Elodie Di Patrizi è una delle giovani cantanti più amate. Dopo la gavetta è esplosa ad Amici per raggiungere sanremo nell’ultima edizione del Festival. Ma come ha spesso raccontato, la sua infanzia non è stata affatto facile: nel rione Quartaccio di Roma ha fatto un corso accelerato di vita fin da bambina. E’ lei stessa a ricordarlo in una intervista al Corriere della Sera.
“È un contesto che rischia di inghiottirti. Non studiamo, a nessuno gliene frega niente, ma chi ti chiede i voti della pagella? I miei genitori non sono mai andati a parlare con un professore. Io ho la terza media e per dirlo ci ho messo anni: mi vergognavo come una ladra”. Nonostante la sua intelligenza non comune, Elodie rimpiange “moltissimo il fatto di essere ignorante. Mi fa sentire a disagio, anche perché sono stata vigliacca: ho fatto il liceo fino al quinto anno, senza mai essere bocciata. A maggio mi sono ritirata. Non mi sentivo all’altezza per fare l’ esame. All’epoca ho fatto la coatta: mi ero inventata una storia del tipo che non avevo bisogno che qualcuno mi giudicasse. Ma avevo solo paura del fallimento e mi ha accompagnata a lungo”.
Ne è certa: in quartieri come il suo “servono super scuole, l’ unica via d’ uscita è lo studio, solo quello. Se studi vedi che ti passa la voglia di fare cavolate: ti si apre un mondo. Ma gli strumenti me li devi dare. Senza, è un attimo che ti trovi a rubare o spacciare”. Anche lei è stata “una ragazzina complicata. A 12 anni mi facevo le canne tutto il giorno: iniziavo la mattina e finivo la sera. Ho iniziato in seconda media, per stare tranquilla: ero sempre arrabbiata. Facevamo collette con le amiche e quelle erano le mie giornate: al liceo non capivo le lezioni, tornavo a casa e me le facevo di nuovo, tanto nessuno diceva niente. Bevevo anche, uscivo e tornavo alle 7 del mattino, a 15 anni”.

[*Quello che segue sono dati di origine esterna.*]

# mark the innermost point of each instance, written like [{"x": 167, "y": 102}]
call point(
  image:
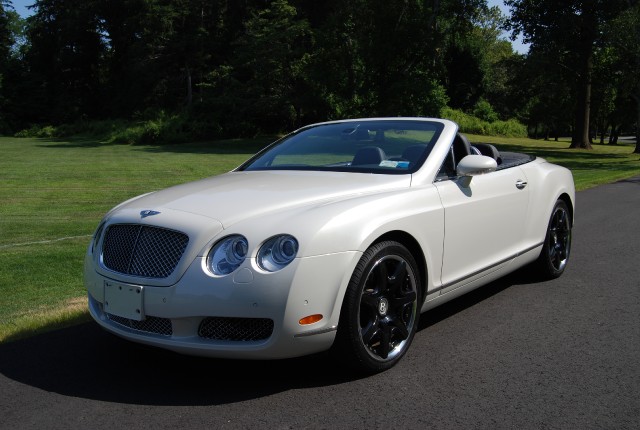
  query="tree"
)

Elodie non ha mai mandato giù le ingiustizie: “Odiavo i bulli ma ero scontrosa come un bullo. Avevano paura di me perché ero un po’ isterica. Avevano paura dei miei occhi, di cos’altro? Ai bulli devi far capire che sei forte, fargli sentire quel disagio che vogliono incutere”. E lei lo faceva alla grande, «perché l’ umiliazione mi fa stare male, la sento addosso. Alle medie c’ era una prof particolare: non si faceva la tinta, aveva peli di gatto sui vestiti, gli occhiali storti ma mi faceva volare. Quando qualcuno la faceva impazzire, anche in un’ altra classe, io andavo e chiedevo: “Chi ha trattato male la professoressa?”.
Un corso intensivo di umanità che oggi la fa sentire “ricca: ho vissuto un sacco di esperienze anche senza girare. Siamo stati tutti tanto male ma adesso stiamo tutti bene. E sono orgogliosa della mia famiglia: sono frutto della loro storia”.